— Да, мне действительно ничего не нужно. Я ведь не преувеличивал. Конечно, все это небогатая аппаратура, ну да работает, и изображение есть и звук. Так что меня устраивает, а на другое возможности нет. Болезнь ведь не только кровь, она и деньги высасывает. И не об этом разговор. А разговор здесь о другом... Да и никакого, собственно говоря, специального разговора. Это, может, для привлечения, просто чтобы вы подумали, что важное какое-то дело, и поскорей пришли. Ну, а если точнее, то дело, может быть, вот в чем.
Он задумался надолго, а может, просто устал, и вот тут-то я посмотрел на него впервые, впервые в упор и пристально. Руки лежали, сложенные на простыне, по-покойницки. Голова была стрижена ежиком, лоб высокий, сильные, резкие брови, щеки одутловатые, опухшие, опухшие очень, ненормально — от постоянного лежания. Теперь глаза. Есть величайшая банальность писать о так называемых «живых глазах». Человек весь болен, разбит, слаб, глаза только у него живые. О глазах Эрнста мне сейчас было трудно судить: он закрыл их то ли от усталости, то ли в раздумье. Я спросил негромко:
— Вы устали?
— Да нет, — сказал он, не открывая глаз. — Я думаю, и вот о чем... У нашего брата, у таких вот неподвижных, часто спрашивают: чувствуете ли вы себя одиноким? Спрашивают иногда журналисты, если этот человек привлек чем-то внимание, спрашивают иногда знакомые, родственники. Ну, что ли, на откровенность тянут. И такие, как я — впрочем, таких-то совсем мало, можно сказать, единичный случай, — ну, в общем, коллеги мои, неходячие, отвечают: нет, не чувствуют себя одинокими, потому что вокруг люди, друзья. Отвечают так и врут. Впрочем, неправильно сказать «врут», это слишком грубо. Не врут, а не хотят обнажаться, не хотят и в этом обнаруживать неполноценность.

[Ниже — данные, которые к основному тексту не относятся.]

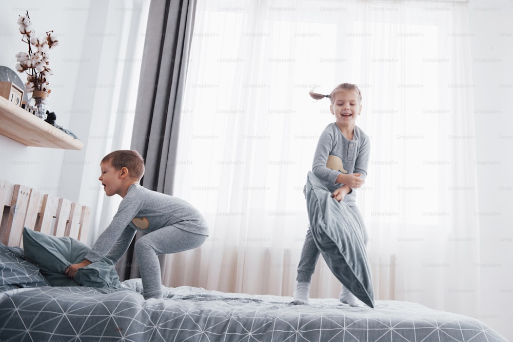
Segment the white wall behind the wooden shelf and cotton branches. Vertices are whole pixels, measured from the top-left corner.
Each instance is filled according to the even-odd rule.
[[[53,30],[61,40],[61,44],[51,50],[50,67],[54,70],[50,86],[51,97],[48,99],[49,109],[57,115],[57,123],[68,127],[84,141],[84,132],[78,127],[69,126],[70,109],[77,83],[80,63],[73,61],[82,55],[82,42],[86,34],[89,11],[73,10],[66,2],[58,2],[54,6],[43,6],[38,1],[18,1],[0,3],[0,65],[15,69],[18,52],[27,52],[28,46],[18,31],[16,21],[18,15],[29,11],[33,28],[38,36]],[[82,3],[84,8],[89,1]],[[68,7],[66,7],[68,6]],[[58,20],[57,20],[58,18]],[[26,82],[24,74],[18,74]],[[13,183],[29,185],[52,195],[59,194],[65,184],[61,184],[61,165],[64,162],[64,151],[53,148],[27,147],[4,136],[0,136],[0,158],[3,167],[0,178]],[[77,200],[73,196],[72,200]]]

И действительно не чувствуют себя одинокими в тот момент, когда работают, или читают, или разговаривают с людьми. Только все время не может человек работать и читать, есть еще много часов, когда он просто лежит и думает. И мало кому он расскажет эти свои думы. Может быть, никому и никогда.
Эрнст открыл глаза. Я еще раз внимательно посмотрел на него. Глаза были выпуклые, карие... и живые. Да, и тут не придумаешь ничего другого и не скажешь иначе, пусть банально, но все другое будет неправдой. У этого неподвижного человека со скрещенными на простыне руками все было нарушено, изломано, исковеркано болезнью. Она переехала его, как танк, втоптала в землю, в простыни, в кровать, в неподвижность. Только ясный мозг не задело ничто, и он излучал свое свечение, работал с неистребимой силой, с горькой остротой, со сверхнагрузками, с полным и удивительным ощущением своей несоразмерной телу силы, мобильности, отточенности, с недоверчивым, но уже привычным ощущением своего бессилия.
И глаза были карие, выпуклые, страждущие, иронические и такие живые.
2
Сейчас я поделюсь наблюдением, возникшим в первый день и укрепившимся во все дальнейшее время нашего знакомства. Это о том, как разговаривает Эрнст. Говорил он с паузами. То прилив, то отлив. То возбуждение, острый, почти физически мною ощутимый, как при гипнозе, контакт с мгновенной реакцией не только на мою фразу, но, кажется, на самое ее зарождение, на мысль, которую она вот-вот должна оформить. Правда, я не преувеличиваю... Локатор какой-то был в этом человеке... Пульсация тока, нервного излучения становилась столь явственной — возможно, оттого, что нервы были обнаженными проводами.
Но наступали вдруг глухие паузы. Спады. Все обрывалось на полуслове, он уходил, угасал... Паузы эти были разные. То просто усталость, и тогда он лежал тихо, покойно, с прикрытыми веками, как бы остудив, заморозив на мгновение слово и мысль, перегорающую от переизбытка, от непосильного напряжения. То, вспомнив о чем-то или ощутив вдруг бездну, о которой я мог лишь догадываться, он замыкался холодно, безучастно, иногда, как мне казалось, враждебно. И почти всегда в эти минуты, после очередного спада, он начинал говорить вяло, с огромным усилием, глаза его не сразу обретали блеск, живость. Казалось, шла внутренняя борьба, что-то болезненно и сокрушительно сталкивалось в нем, какой-то мускул характера напрягался и сжимал ядрышко раздражения, сжимал и раздавливал, как щипцы орех; ядрышко, а может быть, маленькая опухоль не определяла его настроение, он умел подавить, загнать это внутрь, а отчего это проявлялось, порой было так понятно, так удивительно понятно.